# Two Old Aussie Passenger Ships



## dom (Feb 10, 2006)

photos of two McLlwraith-McEacharn passenger ships that were on the Aussie
coast,both befast built ,one of their last ships was the coaster Hexham Bank
the Katoomba of 1913,and the motor ship Kanimbla of 1936


----------



## exsailor (Dec 18, 2005)

KATOOMBA - details on www.theshipslist.com/ships/descriptions/ShipsK.html
KANIMBLA - photo and complete details, including war-time armament on www.offshore-radio.de/fleet/kanimbla.htm


----------



## Baltic Wal (Jun 27, 2005)

The second photo is the KATOOMBA built 1913 she was sold in 1946 to Goulandris and later, in 1949 renamed COLUMBIA running the Greek Line Service from Montreal to Europe.

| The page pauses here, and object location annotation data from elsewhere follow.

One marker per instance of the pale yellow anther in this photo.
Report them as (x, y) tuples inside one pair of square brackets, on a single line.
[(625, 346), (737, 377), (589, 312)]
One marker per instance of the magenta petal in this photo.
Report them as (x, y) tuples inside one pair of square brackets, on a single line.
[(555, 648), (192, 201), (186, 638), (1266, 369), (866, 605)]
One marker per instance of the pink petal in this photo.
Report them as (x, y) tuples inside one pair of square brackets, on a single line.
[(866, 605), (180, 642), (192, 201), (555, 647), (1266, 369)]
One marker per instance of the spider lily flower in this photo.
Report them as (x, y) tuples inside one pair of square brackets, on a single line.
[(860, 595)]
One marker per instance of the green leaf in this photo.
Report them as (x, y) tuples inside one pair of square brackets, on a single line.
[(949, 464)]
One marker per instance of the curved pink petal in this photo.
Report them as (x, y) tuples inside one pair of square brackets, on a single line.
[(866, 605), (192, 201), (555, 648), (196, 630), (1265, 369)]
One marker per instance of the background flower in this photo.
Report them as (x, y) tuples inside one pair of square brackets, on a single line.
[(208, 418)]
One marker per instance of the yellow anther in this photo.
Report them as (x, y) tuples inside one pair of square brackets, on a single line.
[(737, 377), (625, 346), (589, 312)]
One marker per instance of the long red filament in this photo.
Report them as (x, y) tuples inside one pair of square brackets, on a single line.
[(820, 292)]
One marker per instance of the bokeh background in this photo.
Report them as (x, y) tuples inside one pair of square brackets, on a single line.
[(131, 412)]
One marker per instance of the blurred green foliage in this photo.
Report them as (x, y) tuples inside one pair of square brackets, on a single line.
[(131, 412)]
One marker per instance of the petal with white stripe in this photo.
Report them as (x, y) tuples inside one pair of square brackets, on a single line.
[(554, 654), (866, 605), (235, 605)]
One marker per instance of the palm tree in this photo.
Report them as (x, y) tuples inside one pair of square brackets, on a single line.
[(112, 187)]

I sailed as a 10 year old passenger in 1952 from Montreal to Southampton, she was then going on to Germany.

Continued the Montreal service until 1957 and was broken up in Japan in 1959 after 2 years laid up.

Good description of these two in the excellent books Passenger ships of Australia and New Zealand.


----------



## aleddy (Apr 8, 2006)

*aleddy*

Another great title detailing Australia's "golden era of passenger ships", 1900 to the 70's is Home and Back published by Dreamweaver Books Sydney.
It details 26 shipping companies trading to and around Oz and NZ, almost 1/3 being Oz companies most of which sadly no longer exist
The title Home and Back refers to the immigrants returning to visit their homelands and then returning back to Oz and NZ.
Full of great Liners, P&O, Shaw Saville, Orient Line,White Star Line, European Lines Oz and NZ Lines, Matson and what became of the ships.
Cheers
Ted


----------